4. Transportation Support: Improving transportation infrastructure and providing transportation support, such as ambulances or vouchers for transportation, can help pregnant women reach health facilities in a timely manner, especially in rural areas with limited access to transportation.

To simulate the impact of these recommendations on improving access to maternal health, a methodology could include the following steps:

1. Define the indicators: Identify key indicators that reflect access to maternal health, such as the number of antenatal care visits, skilled birth attendance, postnatal care coverage, and maternal mortality rates.

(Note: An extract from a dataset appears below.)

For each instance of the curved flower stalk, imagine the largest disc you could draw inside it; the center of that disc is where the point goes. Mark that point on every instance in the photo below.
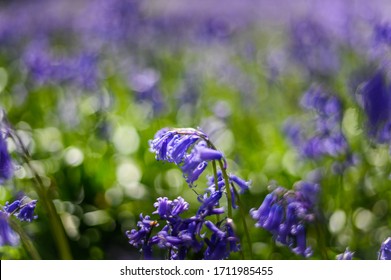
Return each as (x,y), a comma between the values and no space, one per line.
(285,214)
(192,151)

2. Data collection: Gather data on the current status of the indicators in the target population. This can be done through surveys, health facility records, and existing data sources.

3. Model development: Develop a simulation model that incorporates the potential impact of the recommended innovations on the identified indicators. The model should consider factors such as population size, geographical distribution, and existing healthcare infrastructure.

4. Parameter estimation: Estimate the parameters of the model based on available data and expert knowledge. This may involve conducting literature reviews, consulting with healthcare professionals, and analyzing existing data.

5. Scenario analysis: Simulate different scenarios by varying the implementation and scale-up of the recommended innovations. This can help assess the potential impact of each innovation individually and in combination.

6. Impact assessment: Analyze the simulation results to assess the potential impact of the recommended innovations on improving access to maternal health. This can include comparing the indicators between different scenarios and estimating the magnitude of change.

7. Sensitivity analysis: Conduct sensitivity analysis to assess the robustness of the results and identify key factors that may influence the impact of the innovations.

8. Policy recommendations: Based on the simulation results, provide policy recommendations on the implementation and scale-up of the recommended innovations to improve access to maternal health.

It is important to note that the methodology described above is a general framework and may need to be adapted based on the specific context and data availability in Zambia.